I can't take that seriously. Middle class students in the UK would not take on the level of student debt required to study in the US, the sums of money required are vastly, vastly different between the two countries.

Sounds like PG has a hobby horse he very much wants to ride no matter what the facts show.

3 comments

In British English, "middle class" refers to the well off professional classes or merchant traders. In American English, if I understand correctly, everyone who works is considered middle class.
> refers to the well off professional classes or merchant traders.

Class isn't tied to money as much as the US.

For example, I grew up poor (as in eligible for free school meals in the 90s poor) however I was one of the posher kids in the school. Class is fucking hard to explain definitively.

I think usage in the UK can vary a lot. And different people may mean anything from the haute bourgeoisie to something much broader including a majority of the population. Another thing is that obviously class in the UK is a social distinction and includes a lot more than just income or wealth brackets.
The beauty of the term middle class is that it can be whatever the writer wants it to be, including leaving it up the reader’s imagination.
indeed, I'm personally fond of using it to disparage things I don't like.

It's a most excellent insult.

You get the implied snobbery of an upper-class person looking down on their inferiors, whilst also maintaining some street cred via not insulting the painfully poor.

examples: "stupid middle class French boys" "god-awful, self-indulgent prose that only the most basic of middle-class housewives could appreciate" "a speech reeking of vapid middle-class cliches" ...

Who still can't afford US universities, as UK professionals are (excepting the very top executives, public servants, finance and legal professionals, of whom there are relatively few) paid a lot less than the US equivalent.

UK middle class also includes university lecturers, teachers, various health professionals, graphic designers and so on, most of whom make less than 100k USD/year and some not much more than 50k.

In America, we have a classless society and everyone claims to be middle class.
USA class system is based on income ranges. USA is also segregated by income and wealth.
I think I read that US middle class are people who only have to work one job
Yeah having a single full time job but not being part of the executive class is a decent definition. It's much more wide than the UK's usage for sure.
I’m not sure Paul Graham’s use of “middle class” matches the colloquial one here in the UK. The students who are not getting in to Oxbridge because of their background are broadly privately educated.

I don’t think it’s controversial to say that Oxbridge has historically admitted a lot of kids from quite a small group of high cost private schools. The fact they’re adjusting their intake to somewhat reduce that is something to be celebrated.

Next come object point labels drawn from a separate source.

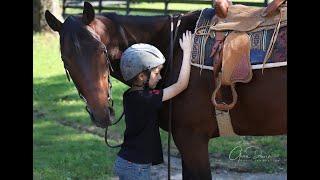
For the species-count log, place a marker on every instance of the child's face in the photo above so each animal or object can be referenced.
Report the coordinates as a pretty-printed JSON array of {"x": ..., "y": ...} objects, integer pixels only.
[{"x": 155, "y": 76}]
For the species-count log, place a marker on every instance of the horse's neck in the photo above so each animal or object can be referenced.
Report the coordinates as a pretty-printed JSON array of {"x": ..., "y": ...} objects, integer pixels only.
[{"x": 146, "y": 29}]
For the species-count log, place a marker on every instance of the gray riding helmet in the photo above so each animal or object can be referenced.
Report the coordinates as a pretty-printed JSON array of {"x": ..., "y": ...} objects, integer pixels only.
[{"x": 138, "y": 58}]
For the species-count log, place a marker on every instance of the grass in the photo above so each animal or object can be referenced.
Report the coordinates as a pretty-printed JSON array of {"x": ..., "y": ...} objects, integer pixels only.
[
  {"x": 61, "y": 152},
  {"x": 156, "y": 5}
]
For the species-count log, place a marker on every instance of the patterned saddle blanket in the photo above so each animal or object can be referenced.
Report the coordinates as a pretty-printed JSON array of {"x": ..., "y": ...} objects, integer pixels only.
[
  {"x": 248, "y": 42},
  {"x": 260, "y": 40}
]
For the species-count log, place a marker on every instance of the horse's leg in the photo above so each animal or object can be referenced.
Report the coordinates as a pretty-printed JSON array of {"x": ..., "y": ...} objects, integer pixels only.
[
  {"x": 194, "y": 154},
  {"x": 262, "y": 104}
]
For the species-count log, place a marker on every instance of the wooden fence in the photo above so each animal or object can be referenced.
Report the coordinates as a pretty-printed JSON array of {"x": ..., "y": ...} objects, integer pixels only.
[{"x": 98, "y": 4}]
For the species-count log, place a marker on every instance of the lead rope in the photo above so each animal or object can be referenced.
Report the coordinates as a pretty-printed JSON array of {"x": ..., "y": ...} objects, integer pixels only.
[{"x": 172, "y": 40}]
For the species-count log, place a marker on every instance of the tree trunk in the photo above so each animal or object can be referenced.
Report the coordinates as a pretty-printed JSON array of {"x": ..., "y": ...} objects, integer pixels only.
[{"x": 39, "y": 8}]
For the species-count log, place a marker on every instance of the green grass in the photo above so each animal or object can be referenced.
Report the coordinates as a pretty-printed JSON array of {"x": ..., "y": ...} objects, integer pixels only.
[{"x": 61, "y": 152}]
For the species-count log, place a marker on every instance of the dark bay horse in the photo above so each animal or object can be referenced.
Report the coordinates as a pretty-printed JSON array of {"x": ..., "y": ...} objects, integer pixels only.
[{"x": 262, "y": 104}]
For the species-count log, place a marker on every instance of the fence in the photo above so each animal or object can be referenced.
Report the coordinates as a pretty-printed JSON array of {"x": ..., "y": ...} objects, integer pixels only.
[{"x": 116, "y": 5}]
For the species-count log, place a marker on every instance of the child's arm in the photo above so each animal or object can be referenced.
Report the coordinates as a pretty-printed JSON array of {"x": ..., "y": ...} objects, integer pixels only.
[{"x": 183, "y": 80}]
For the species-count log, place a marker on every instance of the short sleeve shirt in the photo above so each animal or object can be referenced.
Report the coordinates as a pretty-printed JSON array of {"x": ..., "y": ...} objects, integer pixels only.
[{"x": 142, "y": 143}]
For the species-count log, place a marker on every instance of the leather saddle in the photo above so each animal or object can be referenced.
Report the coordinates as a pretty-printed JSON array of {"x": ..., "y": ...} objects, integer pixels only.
[{"x": 231, "y": 50}]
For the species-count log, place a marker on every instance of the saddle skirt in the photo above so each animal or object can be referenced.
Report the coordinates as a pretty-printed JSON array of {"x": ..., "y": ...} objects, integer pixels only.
[{"x": 245, "y": 19}]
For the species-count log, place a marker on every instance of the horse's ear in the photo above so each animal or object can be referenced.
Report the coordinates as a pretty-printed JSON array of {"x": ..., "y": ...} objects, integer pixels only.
[
  {"x": 52, "y": 21},
  {"x": 88, "y": 13}
]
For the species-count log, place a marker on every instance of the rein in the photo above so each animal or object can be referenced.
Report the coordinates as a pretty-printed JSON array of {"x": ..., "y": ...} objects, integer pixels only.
[{"x": 173, "y": 36}]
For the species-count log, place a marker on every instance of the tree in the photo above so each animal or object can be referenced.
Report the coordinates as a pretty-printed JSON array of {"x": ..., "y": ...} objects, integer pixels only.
[{"x": 39, "y": 8}]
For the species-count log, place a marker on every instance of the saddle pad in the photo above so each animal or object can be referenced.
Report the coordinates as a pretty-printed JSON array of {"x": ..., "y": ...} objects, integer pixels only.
[
  {"x": 236, "y": 65},
  {"x": 260, "y": 40}
]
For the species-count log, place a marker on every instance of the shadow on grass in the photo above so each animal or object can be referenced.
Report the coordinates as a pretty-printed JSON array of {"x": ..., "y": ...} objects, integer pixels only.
[{"x": 61, "y": 152}]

Unless you’re a very wealthy person with kids at an expensive private school in southern England hoping that they’ll get admitted to Oxbridge, of course.

Average student debt is £53k (~$71k USD): https://commonslibrary.parliament.uk/research-briefings/sn01...

Given the disparity in middle-class household incomes between the UK and the US, I suspect a majority of UK middle-class students would be eligible for some form of financial aid from US universities (assuming Oxbridge vs US equivalents with need-blind + full-need international admissions), meaning their net cost to attend could be lower than studying in the UK.

> I would suspect that the majority of UK middle class students would be eligible for some form of financial aid at US schools

Very unlikely, most financial aid is not available to international students.

But the difference between UK student debt (basically a regressive time limited tax) and the US version of student debt (actual loan that will fuck you up) is key here.

I don't think its possible to have a full student loan from the UK and study abroad the whole time. (you can do a year abroad though)

Very few schools give international students any aid.
Merit-based, in a lot of cases certainly. But need-based, you’re there to subsidize the university and not the other way around.
Not to mention the US administration’s a) war on said schools and b) immigration mayhem.